A backup audit can be as simple as a self-administered checklist or as elaborate as a week’s long project by outside consultants costing hundreds of thousands of dollars. Regardless of its level of complexity and cost, the purpose of the backup audit is the same: To identify and help fix potential problems with an enterprise’s backup systems and procedures.

A backup audit examines the entire backup process looking for weaknesses, inefficiencies and single points of failure. Typically, it includes testing both backup and restore operations and compares existing ways of handling backups against industry-standard best practices.

Self assessments, such as the one on the Tao of Backup Web site, are a useful place to start. They are quick, inexpensive and will reveal areas that need more work.

A large number of companies from local consultants to national specialists such as System Source to more general data processing consultants can conduct backup audits. If you decide to go with an outside company to do your audit, you need to decide how much auditing your company needs and choose an auditor appropriately. Of course, the more elaborate the audit, the more it will cost, and the longer it will take. However if the audit is performed appropriately, the more comprehensive the audit, the more specific — and useful — the recommendations.

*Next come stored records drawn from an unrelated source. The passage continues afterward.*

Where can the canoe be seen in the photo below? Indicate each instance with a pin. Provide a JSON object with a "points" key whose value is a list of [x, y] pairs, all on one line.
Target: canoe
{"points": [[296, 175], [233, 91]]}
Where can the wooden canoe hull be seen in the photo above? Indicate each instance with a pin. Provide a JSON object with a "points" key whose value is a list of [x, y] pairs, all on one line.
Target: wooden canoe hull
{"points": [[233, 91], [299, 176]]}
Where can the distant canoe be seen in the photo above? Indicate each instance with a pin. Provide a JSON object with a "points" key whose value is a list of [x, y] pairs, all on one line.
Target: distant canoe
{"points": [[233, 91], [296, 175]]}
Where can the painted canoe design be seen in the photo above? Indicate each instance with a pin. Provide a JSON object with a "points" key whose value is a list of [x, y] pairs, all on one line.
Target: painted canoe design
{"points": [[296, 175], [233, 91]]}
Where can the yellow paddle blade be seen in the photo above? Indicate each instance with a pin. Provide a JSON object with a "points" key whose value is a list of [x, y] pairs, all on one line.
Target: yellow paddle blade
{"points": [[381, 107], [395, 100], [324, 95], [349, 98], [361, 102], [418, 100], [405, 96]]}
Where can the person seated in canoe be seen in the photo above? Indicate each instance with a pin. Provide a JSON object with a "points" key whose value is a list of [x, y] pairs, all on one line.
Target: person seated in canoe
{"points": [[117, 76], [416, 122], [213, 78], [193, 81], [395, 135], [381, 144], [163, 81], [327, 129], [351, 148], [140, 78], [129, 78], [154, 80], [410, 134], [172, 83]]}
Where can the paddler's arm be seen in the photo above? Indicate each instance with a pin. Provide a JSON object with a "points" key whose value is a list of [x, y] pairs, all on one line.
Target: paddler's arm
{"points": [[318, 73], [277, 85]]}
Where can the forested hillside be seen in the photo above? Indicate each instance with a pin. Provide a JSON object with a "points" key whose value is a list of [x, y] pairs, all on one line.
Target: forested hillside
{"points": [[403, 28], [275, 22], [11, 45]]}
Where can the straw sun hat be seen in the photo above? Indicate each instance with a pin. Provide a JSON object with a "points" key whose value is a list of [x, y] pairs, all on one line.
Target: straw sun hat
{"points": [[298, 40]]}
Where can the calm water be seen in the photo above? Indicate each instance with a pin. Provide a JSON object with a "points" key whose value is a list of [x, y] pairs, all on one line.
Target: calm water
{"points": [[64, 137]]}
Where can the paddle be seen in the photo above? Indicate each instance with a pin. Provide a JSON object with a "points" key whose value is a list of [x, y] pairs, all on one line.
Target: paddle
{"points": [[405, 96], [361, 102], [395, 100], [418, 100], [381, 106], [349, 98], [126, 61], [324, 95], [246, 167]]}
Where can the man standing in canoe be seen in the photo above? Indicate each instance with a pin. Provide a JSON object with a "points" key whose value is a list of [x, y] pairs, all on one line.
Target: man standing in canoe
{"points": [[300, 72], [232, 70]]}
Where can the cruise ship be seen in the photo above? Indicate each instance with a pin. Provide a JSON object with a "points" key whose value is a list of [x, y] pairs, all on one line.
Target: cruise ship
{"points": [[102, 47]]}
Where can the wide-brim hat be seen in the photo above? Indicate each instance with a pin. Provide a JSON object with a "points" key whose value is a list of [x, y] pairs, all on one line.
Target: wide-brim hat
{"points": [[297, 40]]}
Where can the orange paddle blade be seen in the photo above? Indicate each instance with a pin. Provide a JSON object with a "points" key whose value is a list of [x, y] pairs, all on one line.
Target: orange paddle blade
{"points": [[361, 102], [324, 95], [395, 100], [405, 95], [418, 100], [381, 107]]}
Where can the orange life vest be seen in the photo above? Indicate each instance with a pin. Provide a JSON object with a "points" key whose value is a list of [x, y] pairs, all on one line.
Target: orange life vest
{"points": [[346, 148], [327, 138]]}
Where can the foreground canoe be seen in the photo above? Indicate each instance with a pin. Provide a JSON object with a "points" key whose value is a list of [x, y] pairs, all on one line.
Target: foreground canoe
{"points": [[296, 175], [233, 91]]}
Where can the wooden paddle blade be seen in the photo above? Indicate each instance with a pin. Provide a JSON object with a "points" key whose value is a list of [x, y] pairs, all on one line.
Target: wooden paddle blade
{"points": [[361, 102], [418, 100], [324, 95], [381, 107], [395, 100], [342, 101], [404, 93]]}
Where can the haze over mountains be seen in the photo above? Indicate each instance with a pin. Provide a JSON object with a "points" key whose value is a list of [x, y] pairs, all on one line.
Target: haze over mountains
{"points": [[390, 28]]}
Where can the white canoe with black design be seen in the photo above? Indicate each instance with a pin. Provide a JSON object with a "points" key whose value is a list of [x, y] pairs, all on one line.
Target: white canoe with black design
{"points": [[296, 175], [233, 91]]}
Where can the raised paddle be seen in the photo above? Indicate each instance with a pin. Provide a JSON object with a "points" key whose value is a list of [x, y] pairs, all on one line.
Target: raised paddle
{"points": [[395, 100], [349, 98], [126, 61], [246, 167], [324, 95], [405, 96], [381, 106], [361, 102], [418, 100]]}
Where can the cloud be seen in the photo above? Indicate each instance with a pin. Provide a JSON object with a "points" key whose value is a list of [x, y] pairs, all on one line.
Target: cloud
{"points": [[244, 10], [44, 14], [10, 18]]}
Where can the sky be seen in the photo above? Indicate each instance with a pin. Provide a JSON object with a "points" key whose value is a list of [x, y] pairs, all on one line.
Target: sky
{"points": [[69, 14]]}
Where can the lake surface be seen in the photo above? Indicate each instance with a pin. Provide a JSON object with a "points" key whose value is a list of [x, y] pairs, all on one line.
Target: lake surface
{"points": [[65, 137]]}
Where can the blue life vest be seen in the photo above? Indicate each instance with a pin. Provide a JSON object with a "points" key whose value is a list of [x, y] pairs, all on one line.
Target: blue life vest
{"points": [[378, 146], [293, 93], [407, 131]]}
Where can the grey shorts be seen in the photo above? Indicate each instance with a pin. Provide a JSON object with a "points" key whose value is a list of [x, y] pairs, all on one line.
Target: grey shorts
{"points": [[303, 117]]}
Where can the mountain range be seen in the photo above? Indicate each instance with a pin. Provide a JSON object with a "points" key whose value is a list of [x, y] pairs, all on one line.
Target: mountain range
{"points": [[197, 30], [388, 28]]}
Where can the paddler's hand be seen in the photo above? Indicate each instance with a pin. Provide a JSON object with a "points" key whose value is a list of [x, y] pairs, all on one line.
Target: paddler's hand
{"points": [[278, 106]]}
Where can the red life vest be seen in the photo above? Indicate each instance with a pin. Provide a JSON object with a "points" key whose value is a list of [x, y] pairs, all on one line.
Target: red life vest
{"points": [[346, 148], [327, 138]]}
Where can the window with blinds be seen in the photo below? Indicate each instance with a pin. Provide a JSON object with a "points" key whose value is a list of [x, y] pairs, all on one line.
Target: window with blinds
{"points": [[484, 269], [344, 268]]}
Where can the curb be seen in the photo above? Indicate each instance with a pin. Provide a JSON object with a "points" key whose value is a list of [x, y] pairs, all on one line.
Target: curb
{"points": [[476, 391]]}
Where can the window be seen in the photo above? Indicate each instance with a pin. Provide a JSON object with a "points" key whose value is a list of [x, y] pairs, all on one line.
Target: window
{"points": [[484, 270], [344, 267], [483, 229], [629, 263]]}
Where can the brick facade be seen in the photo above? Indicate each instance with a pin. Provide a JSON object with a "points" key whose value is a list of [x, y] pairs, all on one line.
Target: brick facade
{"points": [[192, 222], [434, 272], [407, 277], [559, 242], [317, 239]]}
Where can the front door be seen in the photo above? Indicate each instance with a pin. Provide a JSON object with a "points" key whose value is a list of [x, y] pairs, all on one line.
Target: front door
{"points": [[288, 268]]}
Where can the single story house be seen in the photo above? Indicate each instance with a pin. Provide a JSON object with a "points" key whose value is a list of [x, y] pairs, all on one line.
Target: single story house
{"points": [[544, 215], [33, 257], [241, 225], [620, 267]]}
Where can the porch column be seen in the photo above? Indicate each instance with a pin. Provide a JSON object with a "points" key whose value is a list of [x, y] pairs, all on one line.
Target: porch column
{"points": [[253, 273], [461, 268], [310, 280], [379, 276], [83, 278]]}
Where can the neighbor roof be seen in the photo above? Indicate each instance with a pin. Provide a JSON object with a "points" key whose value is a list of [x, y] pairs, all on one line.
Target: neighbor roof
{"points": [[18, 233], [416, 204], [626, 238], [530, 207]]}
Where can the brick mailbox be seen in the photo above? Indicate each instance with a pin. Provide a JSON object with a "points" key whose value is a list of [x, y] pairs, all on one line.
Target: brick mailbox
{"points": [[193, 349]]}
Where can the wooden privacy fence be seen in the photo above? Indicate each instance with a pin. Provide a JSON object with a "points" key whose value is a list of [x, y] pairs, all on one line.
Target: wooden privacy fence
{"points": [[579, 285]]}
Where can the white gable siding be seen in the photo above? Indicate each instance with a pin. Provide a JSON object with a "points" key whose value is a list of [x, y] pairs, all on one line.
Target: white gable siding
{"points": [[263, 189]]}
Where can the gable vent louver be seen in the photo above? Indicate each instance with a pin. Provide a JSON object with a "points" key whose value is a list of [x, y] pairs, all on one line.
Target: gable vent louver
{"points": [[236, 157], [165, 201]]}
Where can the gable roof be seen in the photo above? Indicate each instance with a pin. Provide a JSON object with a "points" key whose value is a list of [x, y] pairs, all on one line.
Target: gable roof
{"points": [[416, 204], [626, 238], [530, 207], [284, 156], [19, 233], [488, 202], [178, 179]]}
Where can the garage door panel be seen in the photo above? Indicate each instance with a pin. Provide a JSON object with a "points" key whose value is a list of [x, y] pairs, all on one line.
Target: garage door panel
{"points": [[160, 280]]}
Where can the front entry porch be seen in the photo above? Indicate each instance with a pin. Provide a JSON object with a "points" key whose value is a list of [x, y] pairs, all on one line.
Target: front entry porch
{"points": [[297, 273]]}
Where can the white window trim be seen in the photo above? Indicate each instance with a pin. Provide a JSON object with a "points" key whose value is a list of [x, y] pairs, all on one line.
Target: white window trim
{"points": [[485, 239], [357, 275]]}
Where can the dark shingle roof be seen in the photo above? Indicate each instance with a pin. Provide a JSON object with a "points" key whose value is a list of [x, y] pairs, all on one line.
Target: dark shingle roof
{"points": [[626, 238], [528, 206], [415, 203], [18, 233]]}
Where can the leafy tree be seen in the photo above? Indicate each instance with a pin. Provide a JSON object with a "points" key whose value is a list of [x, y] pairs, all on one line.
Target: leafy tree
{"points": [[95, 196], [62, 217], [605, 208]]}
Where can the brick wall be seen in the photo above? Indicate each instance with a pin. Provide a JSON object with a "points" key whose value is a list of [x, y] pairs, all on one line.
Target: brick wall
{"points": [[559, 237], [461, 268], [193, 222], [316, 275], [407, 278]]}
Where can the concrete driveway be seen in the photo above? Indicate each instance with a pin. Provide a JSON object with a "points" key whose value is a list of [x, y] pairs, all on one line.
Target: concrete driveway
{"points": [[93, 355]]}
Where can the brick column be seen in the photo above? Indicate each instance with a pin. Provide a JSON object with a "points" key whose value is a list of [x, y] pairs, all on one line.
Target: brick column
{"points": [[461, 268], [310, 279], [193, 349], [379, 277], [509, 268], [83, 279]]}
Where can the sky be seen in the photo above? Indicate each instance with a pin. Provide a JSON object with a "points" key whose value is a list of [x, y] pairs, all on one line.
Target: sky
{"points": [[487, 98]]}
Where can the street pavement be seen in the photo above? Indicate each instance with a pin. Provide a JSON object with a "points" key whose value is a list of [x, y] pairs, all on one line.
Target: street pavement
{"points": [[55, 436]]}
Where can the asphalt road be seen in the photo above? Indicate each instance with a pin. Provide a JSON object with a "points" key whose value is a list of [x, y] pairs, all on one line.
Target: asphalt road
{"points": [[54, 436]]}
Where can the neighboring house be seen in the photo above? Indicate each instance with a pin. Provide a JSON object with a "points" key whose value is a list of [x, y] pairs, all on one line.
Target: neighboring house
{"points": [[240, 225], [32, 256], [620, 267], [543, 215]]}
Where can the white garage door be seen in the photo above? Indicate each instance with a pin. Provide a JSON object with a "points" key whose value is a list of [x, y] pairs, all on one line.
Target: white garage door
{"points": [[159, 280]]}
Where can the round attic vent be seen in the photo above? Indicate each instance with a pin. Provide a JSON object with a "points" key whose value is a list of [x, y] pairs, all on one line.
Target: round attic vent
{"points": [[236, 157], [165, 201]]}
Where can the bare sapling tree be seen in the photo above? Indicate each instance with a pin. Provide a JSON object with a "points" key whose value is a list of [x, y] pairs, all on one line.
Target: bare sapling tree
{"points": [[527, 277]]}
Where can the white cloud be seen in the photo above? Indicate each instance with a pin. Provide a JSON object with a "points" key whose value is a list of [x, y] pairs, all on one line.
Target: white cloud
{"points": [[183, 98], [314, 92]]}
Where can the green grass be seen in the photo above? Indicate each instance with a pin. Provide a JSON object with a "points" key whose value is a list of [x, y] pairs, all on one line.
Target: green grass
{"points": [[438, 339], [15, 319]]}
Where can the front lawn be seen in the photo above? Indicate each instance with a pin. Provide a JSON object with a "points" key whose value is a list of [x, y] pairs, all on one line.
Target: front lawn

Generally, an outside audit will produce a variety of deliverables, from a logical network diagram to specific recommendations on everything from data security to where to store backup tapes and how to label them. A really comprehensive audit will include services such as recreating your network at the consultant’s facility and using your backups to completely restore the system.

Because you’re entrusting critical data to a third party, due diligence is required to ensure that the backup provider you choose is reliable and financially secure. Otherwise, you might end up with a company that has sloppy data-protection habits or goes out of business.

Key Points

• Ask for references: When shopping for a provider, ask to speak with one or two customers who have used that provider.
• Ask for specifics about each provider’s storage facilities.
• Discuss pricing. Are there additional charges to the base price? Will the company notify you if you are nearing your allotted storage capacity, and how much do they charge if you exceed that capacity?
• If you hold sensitive, health-related data about your users, clients, patrons, or community members, you may want to consider whether you need to comply with privacy regulations for data related to federal HIPAA rules. Learn more about the topic from our article,

The following are some other important questions to ask:

• Has the provider built its own data centre, or do they co-locate with a third-party provider?
• What redundancy have they built into their system to ensure that your data will always be available? For instance, do they make backups of your backup?
• Will your information be kept on hard disk or moved to tape? How do they secure physical access to the equipment where data is stored?
• Will your data be stored in a secure facility?
• Who has network access to the machines that store your data?
• Does the backup provider automatically encrypt your data? (Some services recommend that you encrypt your own data before backup.)
• Does the provider offer a guarantee or insurance of a successful recovery?

These questions will help you avoid unpleasant surprises and ensure that copies of your critical information are secure and available.